Response: Conventional Western blotting techniques will not reliably quantify p210 BCR-ABL

We welcome the opportunity to respond to the comments of Patel et al. We were aware of the selective rapid degradation of p210^BCR-ABL and c-ABL after lysis of total mononuclear cells (MNCs), which has been reported previously¹  and makes assessment of p210^BCR-ABL and c-ABL protein levels in mature cell compartments difficult. In order to overcome this, we used multiple techniques to assess BCR-ABL expression in chronic myeloid leukemia (CML) cells.

First, we measured BCR-ABL transcripts using real-time quantitative reverse transcriptase–polymerase chain reaction (RT-PCR). This showed that, compared with total MNCs, BCR-ABL transcripts were significantly increased in both CD34⁺ and CD34⁺CD38⁻ populations (P = .016 and P = .031, respectively). We then developed a novel flow cytometry assay to measure CrKL phosphorylation (P-CrKL), as a marker of BCR-ABL activity in CML cells.²  This confirmed that P-CrKL was significantly increased in CD34⁺CD38⁻ populations compared with total CD34⁺ populations. The P-CrKL assay was then validated by Western blotting using a method previously described³  and comparing MNCs, CD34⁺ cells, and CD34⁺CD38⁻ cells. Once again the levels were lowest in MNCs—we are not aware that the degradative activity should affect P-CrKL. This Western blotting technique has also been used for the detection of BCR-ABL, c-ABL, and P-Tyrosine (P-Tyr) in BCR-ABL–transduced CD34⁺ cord blood samples cultured for up to 12 days (Ravi Bhatia, City of Hope National Medical Center, Duarte, CA; personal communication, October 15, 2006). By 12 days, these cultures contain differentiated cells equivalent to an MNC preparation, and we therefore felt confident using this technique for assessment of BCR-ABL and P-Tyr in our experiments. In addition, another group has also successfully developed a flow cytometry assay for measuring total P-Tyr in MNCs and CD34⁺ CML cells to predict response to imatinib treatment.^4,5 

Based on the combination of techniques used, we do believe that BCR-ABL levels are very significantly lower in MNCs than in CD34⁺ and CD34⁺CD38⁻ populations. However, we would disagree with the statement that BCR-ABL levels would be expected to be lower in the CD34⁺ compared with CD34⁺CD38⁻ population due to degradative activity. First, all the CD34⁺ selected CML samples we used were more than 95% CD34⁺ after magnetic-activated cell sorting using the CLINIMACS system (Miltenyi Biotec, Bisley, United Kingdom). This was confirmed by flow cytometry after cell sorting, and in some cases the samples were more than 98% purified for CD34⁺ cells. Therefore, we believe that the degradative activity from contaminating mature myeloid cells in these samples would be negligible. Further, in the report by Maxwell et al,¹  they found that enriching blast cells by Ficoll-Hypaque gradient centrifugation in blast crisis CML samples was sufficient to detect p210^BCR-ABL kinase activity.

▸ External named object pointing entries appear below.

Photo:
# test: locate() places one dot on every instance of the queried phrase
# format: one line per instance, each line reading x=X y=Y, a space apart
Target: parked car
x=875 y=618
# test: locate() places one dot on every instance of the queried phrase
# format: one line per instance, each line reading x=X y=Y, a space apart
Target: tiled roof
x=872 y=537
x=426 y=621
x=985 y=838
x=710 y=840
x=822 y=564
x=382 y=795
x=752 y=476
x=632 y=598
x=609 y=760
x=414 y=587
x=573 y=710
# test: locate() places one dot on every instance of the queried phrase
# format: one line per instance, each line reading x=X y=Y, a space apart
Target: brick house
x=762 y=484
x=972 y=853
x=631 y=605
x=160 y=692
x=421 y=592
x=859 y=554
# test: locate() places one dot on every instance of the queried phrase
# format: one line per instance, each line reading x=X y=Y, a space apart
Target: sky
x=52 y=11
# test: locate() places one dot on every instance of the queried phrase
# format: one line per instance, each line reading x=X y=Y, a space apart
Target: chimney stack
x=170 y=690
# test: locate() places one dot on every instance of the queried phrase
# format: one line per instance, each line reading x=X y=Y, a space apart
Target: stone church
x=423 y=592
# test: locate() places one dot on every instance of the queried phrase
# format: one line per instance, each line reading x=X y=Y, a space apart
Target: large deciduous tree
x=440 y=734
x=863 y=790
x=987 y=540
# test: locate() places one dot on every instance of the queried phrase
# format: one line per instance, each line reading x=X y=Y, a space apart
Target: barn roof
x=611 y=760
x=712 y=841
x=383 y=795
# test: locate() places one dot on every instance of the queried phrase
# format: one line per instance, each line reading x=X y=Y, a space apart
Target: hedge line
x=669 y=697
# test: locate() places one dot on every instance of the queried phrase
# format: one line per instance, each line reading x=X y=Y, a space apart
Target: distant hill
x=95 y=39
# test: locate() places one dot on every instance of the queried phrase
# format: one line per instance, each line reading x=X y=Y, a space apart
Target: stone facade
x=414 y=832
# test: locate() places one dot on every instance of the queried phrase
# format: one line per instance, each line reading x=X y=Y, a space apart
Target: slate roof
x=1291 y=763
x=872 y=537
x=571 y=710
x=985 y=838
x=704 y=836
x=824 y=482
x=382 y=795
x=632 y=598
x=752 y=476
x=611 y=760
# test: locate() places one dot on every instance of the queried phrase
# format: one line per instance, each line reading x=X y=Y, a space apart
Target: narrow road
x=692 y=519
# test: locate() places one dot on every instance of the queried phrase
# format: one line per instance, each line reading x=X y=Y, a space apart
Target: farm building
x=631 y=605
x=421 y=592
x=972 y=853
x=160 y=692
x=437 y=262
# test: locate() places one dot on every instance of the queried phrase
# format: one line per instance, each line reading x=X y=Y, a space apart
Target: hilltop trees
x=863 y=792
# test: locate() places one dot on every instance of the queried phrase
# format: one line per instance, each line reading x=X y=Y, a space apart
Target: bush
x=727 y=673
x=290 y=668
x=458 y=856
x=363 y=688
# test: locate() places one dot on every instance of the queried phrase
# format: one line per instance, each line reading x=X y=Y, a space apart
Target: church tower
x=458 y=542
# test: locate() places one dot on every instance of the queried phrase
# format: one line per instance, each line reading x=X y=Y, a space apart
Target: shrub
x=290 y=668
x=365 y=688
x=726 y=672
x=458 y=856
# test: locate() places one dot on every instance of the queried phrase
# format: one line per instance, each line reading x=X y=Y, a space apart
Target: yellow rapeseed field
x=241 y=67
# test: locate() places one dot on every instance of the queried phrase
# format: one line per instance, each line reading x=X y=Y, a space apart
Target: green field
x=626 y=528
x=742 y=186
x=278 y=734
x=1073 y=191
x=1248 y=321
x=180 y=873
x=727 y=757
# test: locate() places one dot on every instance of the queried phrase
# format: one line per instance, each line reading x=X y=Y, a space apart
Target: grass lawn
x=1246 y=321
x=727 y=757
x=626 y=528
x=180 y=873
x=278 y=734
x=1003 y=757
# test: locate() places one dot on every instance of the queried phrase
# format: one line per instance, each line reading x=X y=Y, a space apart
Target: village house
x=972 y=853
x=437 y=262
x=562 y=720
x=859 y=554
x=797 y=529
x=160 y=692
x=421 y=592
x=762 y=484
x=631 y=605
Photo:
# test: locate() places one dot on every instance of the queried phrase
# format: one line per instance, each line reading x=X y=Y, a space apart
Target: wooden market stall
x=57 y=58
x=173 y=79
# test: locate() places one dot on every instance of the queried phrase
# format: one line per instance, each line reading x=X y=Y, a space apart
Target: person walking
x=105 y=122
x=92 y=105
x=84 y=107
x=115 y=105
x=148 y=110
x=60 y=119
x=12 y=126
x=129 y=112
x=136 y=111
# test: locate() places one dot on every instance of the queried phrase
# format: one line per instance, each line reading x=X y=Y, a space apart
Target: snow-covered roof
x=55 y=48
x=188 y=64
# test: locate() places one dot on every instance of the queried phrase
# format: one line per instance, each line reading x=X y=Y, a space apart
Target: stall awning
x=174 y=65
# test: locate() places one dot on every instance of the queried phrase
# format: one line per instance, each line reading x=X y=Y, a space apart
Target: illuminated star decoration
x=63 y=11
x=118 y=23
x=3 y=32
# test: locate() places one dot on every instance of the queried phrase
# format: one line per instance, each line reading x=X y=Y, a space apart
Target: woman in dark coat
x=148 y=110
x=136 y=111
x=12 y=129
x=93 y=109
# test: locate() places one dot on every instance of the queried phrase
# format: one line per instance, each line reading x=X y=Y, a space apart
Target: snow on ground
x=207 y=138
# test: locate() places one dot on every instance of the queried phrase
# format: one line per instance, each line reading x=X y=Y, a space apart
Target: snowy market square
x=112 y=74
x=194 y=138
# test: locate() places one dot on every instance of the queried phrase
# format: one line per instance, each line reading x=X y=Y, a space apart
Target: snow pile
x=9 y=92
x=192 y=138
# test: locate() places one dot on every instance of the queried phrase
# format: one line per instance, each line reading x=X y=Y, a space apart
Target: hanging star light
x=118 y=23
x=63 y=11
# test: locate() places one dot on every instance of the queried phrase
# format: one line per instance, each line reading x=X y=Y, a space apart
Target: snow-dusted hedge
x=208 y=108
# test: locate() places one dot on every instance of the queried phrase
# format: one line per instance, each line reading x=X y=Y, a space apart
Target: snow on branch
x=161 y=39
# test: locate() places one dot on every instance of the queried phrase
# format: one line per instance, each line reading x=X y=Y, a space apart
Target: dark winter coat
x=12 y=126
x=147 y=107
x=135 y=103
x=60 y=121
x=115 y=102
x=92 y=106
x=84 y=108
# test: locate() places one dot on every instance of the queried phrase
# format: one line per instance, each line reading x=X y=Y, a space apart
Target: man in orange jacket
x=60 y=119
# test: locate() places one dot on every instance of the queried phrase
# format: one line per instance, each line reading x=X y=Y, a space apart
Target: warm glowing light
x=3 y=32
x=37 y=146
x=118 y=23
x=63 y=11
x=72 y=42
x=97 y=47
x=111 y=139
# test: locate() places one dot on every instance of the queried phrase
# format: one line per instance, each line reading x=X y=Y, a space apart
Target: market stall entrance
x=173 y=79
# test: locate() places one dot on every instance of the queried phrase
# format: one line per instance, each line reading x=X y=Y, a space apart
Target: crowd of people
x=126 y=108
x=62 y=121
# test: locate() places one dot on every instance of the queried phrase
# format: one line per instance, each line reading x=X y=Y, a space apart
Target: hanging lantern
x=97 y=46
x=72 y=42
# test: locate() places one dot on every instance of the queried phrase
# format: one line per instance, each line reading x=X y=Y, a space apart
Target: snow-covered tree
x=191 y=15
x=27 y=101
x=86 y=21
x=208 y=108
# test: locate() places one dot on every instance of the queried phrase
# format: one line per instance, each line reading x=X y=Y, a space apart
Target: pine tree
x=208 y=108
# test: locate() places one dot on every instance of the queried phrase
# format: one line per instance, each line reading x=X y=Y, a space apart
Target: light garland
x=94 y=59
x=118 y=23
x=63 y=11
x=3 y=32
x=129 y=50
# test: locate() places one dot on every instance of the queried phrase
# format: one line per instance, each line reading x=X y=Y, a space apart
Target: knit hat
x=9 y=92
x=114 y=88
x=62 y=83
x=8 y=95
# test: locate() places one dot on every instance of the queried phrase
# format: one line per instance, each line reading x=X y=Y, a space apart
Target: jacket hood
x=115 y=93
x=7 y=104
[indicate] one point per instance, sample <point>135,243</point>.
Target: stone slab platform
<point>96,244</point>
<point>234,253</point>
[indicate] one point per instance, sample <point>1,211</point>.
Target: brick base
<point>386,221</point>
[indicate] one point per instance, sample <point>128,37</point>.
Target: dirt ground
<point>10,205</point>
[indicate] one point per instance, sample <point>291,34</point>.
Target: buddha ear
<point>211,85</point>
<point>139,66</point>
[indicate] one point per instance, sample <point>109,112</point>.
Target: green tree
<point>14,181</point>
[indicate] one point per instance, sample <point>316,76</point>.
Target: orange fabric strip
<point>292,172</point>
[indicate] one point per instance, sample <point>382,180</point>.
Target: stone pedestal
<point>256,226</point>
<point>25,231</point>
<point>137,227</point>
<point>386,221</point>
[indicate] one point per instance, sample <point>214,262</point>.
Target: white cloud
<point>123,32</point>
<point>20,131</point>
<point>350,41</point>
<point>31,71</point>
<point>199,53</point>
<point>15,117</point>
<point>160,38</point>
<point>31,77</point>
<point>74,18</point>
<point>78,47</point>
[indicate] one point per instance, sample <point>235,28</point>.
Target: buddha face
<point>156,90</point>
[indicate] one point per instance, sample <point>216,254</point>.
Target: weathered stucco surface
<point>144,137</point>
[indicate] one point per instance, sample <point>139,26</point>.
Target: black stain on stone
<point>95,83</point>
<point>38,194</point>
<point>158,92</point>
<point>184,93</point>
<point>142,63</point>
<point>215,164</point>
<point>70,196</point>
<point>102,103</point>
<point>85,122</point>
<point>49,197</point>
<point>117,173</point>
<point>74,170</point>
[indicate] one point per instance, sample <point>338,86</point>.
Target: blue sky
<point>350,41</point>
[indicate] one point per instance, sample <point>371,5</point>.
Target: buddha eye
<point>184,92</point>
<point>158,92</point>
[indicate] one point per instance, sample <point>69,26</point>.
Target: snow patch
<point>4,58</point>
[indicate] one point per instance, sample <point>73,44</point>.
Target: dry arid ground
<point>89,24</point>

We would be concerned by the results of Patel et al,⁶  who failed to detect BCR-ABL protein expression in CD34⁺ CML cells. This has never been an issue in our experience. While we find their description of a novel method to overcome the degradative activity of total MNCs using high pH to inhibit an, as yet, unidentified acid-dependent hydrolase interesting, because of the increased degradative activity in total MNCs, we would wish to see it validated in total MNCs as well as CD34⁺ cells.

We would like to thank Patel et al for highlighting the importance of the degradative activity of total MNCs on BCR-ABL, c-ABL, and P-Tyr levels and will keep this in mind for future Western blotting experiments.